I walked away from meals like these immensely grateful that a cook, a waiter, a restaurant owner remembered my face, or paused in the rush of incoming orders to wave hello from the kitchen. There was joy in being cooked for that went beyond the immediate satisfaction of a meal being placed in front of me, fully realized. To sit in a familiar restaurant was to be part of a tiny community, a neighborhood hub, a gathering place that remained seemingly unchanged as each season gave way to the next.
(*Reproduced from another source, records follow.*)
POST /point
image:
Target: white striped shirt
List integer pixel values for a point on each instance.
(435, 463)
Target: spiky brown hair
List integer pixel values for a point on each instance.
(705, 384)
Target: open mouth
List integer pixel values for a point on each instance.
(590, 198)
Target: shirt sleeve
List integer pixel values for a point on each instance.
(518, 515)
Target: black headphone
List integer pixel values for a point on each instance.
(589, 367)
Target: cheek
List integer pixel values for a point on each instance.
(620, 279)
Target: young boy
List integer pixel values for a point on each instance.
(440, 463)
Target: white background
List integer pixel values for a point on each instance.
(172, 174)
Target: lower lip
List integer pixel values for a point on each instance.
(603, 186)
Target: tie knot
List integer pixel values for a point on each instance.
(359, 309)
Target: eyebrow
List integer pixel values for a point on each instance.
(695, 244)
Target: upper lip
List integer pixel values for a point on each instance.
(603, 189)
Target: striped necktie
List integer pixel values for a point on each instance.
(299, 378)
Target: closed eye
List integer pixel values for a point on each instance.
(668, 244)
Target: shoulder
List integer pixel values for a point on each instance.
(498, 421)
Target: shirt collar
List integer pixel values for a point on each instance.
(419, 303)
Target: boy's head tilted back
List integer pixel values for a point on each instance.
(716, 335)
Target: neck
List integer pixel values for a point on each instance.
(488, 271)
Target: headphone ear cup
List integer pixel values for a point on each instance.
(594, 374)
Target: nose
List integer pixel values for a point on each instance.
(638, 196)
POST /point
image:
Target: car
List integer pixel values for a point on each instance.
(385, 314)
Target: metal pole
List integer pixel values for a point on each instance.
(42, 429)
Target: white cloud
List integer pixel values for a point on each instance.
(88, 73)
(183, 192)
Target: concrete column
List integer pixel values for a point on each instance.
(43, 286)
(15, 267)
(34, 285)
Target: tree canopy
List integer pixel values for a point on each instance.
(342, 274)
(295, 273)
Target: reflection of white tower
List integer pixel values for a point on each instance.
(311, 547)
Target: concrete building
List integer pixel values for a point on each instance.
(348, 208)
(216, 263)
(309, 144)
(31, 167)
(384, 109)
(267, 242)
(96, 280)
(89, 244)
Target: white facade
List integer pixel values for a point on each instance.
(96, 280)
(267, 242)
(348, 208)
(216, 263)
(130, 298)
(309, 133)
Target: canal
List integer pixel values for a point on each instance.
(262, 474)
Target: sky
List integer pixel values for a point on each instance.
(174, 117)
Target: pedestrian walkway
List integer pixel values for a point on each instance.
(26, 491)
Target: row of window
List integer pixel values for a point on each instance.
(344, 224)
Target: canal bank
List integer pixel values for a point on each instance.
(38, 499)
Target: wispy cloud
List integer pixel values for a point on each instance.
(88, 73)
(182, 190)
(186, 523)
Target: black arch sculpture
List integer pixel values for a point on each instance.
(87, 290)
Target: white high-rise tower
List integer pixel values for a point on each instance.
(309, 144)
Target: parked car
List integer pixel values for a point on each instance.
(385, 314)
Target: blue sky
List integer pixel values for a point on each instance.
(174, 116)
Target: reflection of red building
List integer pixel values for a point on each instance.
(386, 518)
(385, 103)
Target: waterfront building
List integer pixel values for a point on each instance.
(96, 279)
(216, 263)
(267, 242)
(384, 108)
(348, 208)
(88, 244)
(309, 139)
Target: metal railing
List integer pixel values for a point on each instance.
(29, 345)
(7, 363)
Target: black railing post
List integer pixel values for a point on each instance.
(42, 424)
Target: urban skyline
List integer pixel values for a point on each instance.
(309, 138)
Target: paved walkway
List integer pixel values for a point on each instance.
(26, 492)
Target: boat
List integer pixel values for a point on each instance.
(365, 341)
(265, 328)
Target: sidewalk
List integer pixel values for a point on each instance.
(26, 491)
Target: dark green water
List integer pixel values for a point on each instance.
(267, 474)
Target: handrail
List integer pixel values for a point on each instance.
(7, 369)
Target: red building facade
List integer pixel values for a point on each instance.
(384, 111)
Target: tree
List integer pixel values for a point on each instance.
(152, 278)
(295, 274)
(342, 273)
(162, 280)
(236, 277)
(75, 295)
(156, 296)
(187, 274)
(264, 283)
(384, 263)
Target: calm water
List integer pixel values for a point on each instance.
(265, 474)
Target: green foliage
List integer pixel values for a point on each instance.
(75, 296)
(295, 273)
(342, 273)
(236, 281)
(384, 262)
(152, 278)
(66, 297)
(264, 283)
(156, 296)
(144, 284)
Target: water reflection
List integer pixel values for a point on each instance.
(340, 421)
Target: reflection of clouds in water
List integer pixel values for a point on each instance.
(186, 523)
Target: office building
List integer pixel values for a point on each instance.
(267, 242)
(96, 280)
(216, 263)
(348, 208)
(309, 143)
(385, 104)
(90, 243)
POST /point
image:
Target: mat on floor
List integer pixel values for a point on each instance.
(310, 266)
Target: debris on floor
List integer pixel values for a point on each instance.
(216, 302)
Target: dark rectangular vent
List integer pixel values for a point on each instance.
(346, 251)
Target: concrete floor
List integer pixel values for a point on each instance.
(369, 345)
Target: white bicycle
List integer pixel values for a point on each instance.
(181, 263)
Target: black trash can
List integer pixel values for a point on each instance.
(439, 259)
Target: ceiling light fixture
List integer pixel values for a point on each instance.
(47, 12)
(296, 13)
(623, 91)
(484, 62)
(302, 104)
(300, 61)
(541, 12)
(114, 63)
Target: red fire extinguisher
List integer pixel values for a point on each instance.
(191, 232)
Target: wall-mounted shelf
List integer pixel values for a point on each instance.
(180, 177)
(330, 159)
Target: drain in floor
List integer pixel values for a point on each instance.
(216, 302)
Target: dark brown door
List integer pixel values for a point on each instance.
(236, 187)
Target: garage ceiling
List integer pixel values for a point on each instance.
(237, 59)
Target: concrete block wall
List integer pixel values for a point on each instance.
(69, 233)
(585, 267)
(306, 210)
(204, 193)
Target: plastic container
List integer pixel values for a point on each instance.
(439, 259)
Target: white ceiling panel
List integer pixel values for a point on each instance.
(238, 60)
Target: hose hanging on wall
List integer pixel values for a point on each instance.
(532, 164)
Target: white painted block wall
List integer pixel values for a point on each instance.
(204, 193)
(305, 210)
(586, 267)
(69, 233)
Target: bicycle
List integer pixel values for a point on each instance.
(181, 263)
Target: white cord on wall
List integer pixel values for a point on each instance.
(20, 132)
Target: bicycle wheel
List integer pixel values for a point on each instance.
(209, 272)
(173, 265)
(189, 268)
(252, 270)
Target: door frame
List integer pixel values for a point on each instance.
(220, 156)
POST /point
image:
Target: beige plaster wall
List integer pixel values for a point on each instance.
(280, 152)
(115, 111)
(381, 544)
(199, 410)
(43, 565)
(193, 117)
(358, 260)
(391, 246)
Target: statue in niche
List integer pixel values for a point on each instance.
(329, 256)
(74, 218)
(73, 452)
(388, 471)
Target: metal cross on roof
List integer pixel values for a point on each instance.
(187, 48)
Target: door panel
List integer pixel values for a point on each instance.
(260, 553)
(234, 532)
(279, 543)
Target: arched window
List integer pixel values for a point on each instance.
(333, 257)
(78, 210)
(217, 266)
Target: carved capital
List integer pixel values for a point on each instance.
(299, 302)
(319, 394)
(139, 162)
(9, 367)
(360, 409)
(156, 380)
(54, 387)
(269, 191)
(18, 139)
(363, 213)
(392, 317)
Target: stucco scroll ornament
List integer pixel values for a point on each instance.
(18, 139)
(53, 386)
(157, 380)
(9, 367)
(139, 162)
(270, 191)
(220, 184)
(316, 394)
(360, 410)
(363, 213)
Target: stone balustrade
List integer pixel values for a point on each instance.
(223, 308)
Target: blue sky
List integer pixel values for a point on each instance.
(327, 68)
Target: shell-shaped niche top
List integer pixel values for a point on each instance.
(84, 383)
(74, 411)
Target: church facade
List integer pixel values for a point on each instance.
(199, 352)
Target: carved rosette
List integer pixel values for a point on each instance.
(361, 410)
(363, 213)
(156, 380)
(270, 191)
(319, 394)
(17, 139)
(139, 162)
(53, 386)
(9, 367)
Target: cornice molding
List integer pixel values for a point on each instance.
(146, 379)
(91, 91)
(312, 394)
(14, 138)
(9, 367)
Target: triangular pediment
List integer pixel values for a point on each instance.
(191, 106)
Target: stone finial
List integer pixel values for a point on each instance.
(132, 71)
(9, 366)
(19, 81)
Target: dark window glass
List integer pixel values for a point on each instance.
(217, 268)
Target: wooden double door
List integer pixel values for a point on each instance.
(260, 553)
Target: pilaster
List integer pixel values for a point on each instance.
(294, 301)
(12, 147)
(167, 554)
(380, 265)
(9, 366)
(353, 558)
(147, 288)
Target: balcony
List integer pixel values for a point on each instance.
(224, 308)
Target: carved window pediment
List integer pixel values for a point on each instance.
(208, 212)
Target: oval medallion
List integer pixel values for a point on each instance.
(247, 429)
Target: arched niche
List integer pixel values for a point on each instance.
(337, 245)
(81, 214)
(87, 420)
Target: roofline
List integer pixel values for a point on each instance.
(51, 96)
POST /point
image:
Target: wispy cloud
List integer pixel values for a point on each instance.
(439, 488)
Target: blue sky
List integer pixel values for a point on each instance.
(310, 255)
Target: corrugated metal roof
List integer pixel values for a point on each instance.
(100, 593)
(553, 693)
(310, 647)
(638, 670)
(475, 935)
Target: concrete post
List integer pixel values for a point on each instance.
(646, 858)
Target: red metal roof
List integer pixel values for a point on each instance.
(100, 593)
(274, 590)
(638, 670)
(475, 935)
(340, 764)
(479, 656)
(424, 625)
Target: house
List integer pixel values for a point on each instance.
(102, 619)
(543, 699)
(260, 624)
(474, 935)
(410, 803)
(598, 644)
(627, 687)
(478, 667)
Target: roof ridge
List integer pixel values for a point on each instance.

Now, I prop my phone against a coffee cup and watch Odusanya cook as I arrange takeout on my nicest plates, hoping to spark a familiar feeling. I’m not so concerned with trying to reproduce her recipes, instead I’m more intent on queuing up another video, and another. Because in isolation, there’s something to be said for watching others cook, a relic of a past life I’m not sure when, if ever, I’ll fully recover. I’m grateful beyond words that there are people like Sisi Yemmie, who care enough to cook for us, to make us feel seen, to remind us of the pleasures of eating and cooking together — even when doing so isn’t actually possible.
At the start of every video, Odusanya greets her viewers. It’s a line I’ve come to know so well that I sometimes find myself playing it back in my head. “Welcome back to my kitchen,” she says as she starts another day in her home, and as I start another day in mine.